Trevor’s lips curved faintly, though he didn’t look away from his coffee. "No."
Lucas gave a low laugh, leaning back in his chair and tugging the robe a little tighter around his shoulders. "Then what’s the point? The only thing worth leaving the manor for at this hour is greasy fries."
Trevor finally looked up, meeting his gaze with that same steady weight that never quite allowed Lucas to win, no matter how sharp his tongue. "The point is you. And us. Away from here, even if just for a few hours."

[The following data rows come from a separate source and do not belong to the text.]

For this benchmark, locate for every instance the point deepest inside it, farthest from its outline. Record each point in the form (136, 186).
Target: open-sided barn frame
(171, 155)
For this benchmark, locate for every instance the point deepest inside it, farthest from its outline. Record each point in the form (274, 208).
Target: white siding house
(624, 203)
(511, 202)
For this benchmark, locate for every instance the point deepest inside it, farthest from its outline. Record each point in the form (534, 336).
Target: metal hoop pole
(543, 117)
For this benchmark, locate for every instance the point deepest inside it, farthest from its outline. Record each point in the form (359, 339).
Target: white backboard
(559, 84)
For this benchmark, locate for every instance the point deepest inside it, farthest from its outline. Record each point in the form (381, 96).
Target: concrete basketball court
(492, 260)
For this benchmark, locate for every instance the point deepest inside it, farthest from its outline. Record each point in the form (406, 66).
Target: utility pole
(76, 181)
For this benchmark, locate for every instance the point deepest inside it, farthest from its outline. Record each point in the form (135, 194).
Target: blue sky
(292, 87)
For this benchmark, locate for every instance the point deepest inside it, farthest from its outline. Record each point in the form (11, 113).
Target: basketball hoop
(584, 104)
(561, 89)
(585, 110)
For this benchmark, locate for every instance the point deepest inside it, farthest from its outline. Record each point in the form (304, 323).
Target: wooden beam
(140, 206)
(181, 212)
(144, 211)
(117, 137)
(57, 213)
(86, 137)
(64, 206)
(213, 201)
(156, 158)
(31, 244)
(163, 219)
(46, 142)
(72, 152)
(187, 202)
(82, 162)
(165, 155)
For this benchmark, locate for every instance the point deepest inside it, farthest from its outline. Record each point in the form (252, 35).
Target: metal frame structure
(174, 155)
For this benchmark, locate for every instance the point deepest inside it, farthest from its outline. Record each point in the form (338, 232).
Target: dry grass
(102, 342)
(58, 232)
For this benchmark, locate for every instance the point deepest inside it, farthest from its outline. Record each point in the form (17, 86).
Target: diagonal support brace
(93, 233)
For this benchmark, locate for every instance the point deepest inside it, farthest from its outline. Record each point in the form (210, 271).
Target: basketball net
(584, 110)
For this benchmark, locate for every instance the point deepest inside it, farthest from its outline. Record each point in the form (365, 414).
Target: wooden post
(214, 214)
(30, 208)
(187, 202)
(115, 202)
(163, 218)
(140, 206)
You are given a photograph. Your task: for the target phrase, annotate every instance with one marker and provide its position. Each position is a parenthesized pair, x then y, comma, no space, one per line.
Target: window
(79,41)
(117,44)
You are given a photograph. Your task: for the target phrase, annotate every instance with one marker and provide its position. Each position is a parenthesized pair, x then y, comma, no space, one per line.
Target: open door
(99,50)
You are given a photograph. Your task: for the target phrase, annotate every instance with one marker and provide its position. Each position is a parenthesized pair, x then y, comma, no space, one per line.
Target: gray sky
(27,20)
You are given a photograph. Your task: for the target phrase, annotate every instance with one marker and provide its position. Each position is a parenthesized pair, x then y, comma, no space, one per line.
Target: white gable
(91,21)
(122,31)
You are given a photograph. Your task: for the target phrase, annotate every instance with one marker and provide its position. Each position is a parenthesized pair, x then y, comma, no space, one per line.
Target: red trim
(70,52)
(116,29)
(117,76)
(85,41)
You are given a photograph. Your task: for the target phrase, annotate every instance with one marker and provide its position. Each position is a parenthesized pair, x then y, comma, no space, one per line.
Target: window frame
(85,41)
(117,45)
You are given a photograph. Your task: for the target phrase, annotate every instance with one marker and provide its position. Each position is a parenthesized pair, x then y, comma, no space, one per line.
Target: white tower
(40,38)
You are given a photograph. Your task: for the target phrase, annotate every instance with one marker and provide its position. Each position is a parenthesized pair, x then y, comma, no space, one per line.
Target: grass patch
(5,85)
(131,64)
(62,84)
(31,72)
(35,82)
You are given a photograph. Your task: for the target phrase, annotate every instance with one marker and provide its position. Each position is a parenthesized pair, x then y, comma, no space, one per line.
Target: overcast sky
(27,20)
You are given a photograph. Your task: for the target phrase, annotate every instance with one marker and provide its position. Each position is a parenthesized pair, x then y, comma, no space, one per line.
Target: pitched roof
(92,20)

The words slid under Lucas’s skin before he could deflect them. He shifted, reaching for his roll again, using the small movement to mask the quick flutter in his chest. His voice came lighter than he felt. "And is it safe? You do remember Benedict is still out there breathing, don’t you?"
Trevor didn’t flinch. He leaned forward, resting his forearms against the table, cufflinks gleaming where the sunlight caught them. His voice was low, unshaken. "It will always be safe with me."
At last, Lucas huffed, reaching for his cup again if only to break the stillness. A faint, reluctant smile tugged at his lips. "You’d better be right. Because if this ends with me dodging knives in an alley, you’re going to let me have my fast food for a week."
Trevor’s smile widened, slow and deliberate, as if he had been waiting for the concession. "Deal."
Lucas snorted softly, sipping his coffee with deliberate nonchalance, but the warmth in his eyes betrayed him.